Monday, October 1, 2012

One Year Since the Start of Occupy, Much Work Still Needs to Be Done

Written by Daniella Levine, Catalyst Miami President/CEO

One year anniversaries are momentous occasions. A first birthday party or a first wedding anniversary hopefully bring joy and happy reflection. So why does the one year anniversary of Occupy Miami seem like a distant dream? 

Image by Brian Tatosky
The Occupy Movement was born in New York City from a deep rumble of dismay and discontent. What was wrong with America? How could those with wealth be doing so well while the heralded middle class was no longer in the middle? The steady but gradual shift away from opportunity and equity in America was going largely unnoticed. Until the occupations began, first in New York, then in cities across the country. The 99% called out the 1%, and America stood up and listened.

Occupy made it safe to acknowledge the obvious: we were increasingly becoming two Americas, the rich and the poor. The American Dream was becoming all too distant for too many. 

What has happened in this past year and how has Occupy influenced the course of events? We are locked down in a death rattle election, in which once again we are pitted against each other in America: the 53% who "produce" versus the 47% who "mooch." Yet we have also been once again awakened to a stark but formerly hidden reality: inequitable tax policy in America. The wealthiest in fact get the biggest handout from government, while those in the "middle" pay the highest effective tax rates. And Congress has stalled on deciding who will get to continue with lower tax rates: just the rich or everyone? 

With a skyrocketing deficit and our nation in hock to China, can we afford to let the rich continue to get richer? What do we get for our unequal policies? An abysmal record on child well-being. High incarceration rates. Little social mobility. All of this is driven by that very inequality which fuels discontent among all people.

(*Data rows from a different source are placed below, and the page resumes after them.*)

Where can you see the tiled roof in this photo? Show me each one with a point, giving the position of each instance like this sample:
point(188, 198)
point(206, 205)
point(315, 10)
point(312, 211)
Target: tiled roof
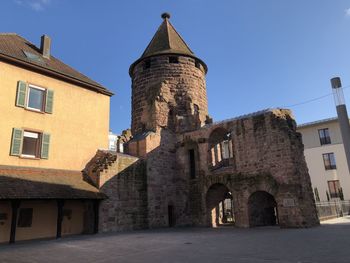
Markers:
point(16, 49)
point(39, 183)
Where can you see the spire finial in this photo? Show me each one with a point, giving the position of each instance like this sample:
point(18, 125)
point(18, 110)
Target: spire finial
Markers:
point(165, 15)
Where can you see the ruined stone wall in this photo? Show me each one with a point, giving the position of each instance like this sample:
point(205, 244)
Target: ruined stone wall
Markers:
point(124, 182)
point(267, 156)
point(171, 95)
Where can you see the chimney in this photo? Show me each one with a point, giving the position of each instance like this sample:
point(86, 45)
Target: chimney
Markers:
point(343, 118)
point(45, 46)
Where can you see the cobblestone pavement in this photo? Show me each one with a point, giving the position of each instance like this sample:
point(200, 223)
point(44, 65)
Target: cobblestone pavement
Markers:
point(328, 243)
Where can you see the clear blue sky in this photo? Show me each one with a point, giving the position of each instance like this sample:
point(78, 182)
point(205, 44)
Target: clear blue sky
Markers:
point(260, 54)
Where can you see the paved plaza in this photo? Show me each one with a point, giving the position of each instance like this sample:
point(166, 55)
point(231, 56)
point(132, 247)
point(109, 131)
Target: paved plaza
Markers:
point(328, 243)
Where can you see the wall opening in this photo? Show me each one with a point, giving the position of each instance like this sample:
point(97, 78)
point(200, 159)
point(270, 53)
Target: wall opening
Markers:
point(147, 64)
point(220, 149)
point(220, 209)
point(262, 208)
point(192, 163)
point(171, 216)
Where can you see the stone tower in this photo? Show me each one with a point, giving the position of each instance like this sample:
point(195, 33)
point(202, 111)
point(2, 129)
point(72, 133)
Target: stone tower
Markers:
point(168, 85)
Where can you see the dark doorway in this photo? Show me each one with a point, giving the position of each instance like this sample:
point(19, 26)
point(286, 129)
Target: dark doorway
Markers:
point(262, 209)
point(171, 215)
point(219, 206)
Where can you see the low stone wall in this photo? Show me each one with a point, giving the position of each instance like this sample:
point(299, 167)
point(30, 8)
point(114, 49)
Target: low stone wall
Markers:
point(332, 209)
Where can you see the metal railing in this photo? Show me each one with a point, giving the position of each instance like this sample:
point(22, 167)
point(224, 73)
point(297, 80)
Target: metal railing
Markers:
point(332, 209)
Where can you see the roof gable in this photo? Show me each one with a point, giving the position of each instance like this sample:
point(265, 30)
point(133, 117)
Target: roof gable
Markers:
point(15, 48)
point(167, 40)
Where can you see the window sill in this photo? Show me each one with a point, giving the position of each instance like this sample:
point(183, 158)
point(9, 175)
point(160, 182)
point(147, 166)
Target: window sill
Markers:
point(33, 110)
point(29, 157)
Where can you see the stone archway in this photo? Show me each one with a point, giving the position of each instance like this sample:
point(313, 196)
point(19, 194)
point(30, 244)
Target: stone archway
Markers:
point(219, 205)
point(262, 209)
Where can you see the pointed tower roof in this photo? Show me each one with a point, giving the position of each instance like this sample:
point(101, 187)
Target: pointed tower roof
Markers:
point(166, 41)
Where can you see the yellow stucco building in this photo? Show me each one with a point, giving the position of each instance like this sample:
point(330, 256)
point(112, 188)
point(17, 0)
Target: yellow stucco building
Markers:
point(53, 119)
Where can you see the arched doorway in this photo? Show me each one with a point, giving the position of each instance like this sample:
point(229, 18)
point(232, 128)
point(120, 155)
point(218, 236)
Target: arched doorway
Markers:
point(219, 206)
point(262, 209)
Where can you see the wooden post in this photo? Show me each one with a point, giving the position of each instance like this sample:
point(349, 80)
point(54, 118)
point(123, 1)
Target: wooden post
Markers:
point(60, 204)
point(15, 205)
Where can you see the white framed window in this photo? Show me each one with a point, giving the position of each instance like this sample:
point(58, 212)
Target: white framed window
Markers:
point(31, 144)
point(35, 98)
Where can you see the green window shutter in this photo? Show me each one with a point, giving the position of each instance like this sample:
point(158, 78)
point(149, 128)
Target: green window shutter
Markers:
point(49, 101)
point(21, 94)
point(16, 144)
point(45, 143)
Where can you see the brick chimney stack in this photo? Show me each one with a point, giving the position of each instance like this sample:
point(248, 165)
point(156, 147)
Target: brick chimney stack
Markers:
point(45, 46)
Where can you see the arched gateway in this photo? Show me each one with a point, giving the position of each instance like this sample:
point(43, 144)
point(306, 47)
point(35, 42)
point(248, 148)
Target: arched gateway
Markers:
point(219, 206)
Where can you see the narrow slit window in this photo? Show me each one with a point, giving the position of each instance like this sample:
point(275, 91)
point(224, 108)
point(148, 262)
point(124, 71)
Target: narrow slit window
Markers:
point(147, 64)
point(192, 164)
point(197, 64)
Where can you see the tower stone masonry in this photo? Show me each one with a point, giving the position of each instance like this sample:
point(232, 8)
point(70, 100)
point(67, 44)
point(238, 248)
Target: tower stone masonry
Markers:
point(181, 169)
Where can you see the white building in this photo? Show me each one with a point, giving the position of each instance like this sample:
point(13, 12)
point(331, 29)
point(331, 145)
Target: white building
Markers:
point(326, 160)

Oh Occupy, we cry for thee. It seemed for a few brief months that America would listen and learn. But we are once again harshly divided, with those most affected by our gaping wounds oblivious to their own self- and shared-interests. No birthday candles for you, Occupy. Your brief but illuminating flame was obliterated by the power of partisan politics and increasing manipulation of public opinion by the champions of polarization who benefit from our many divides.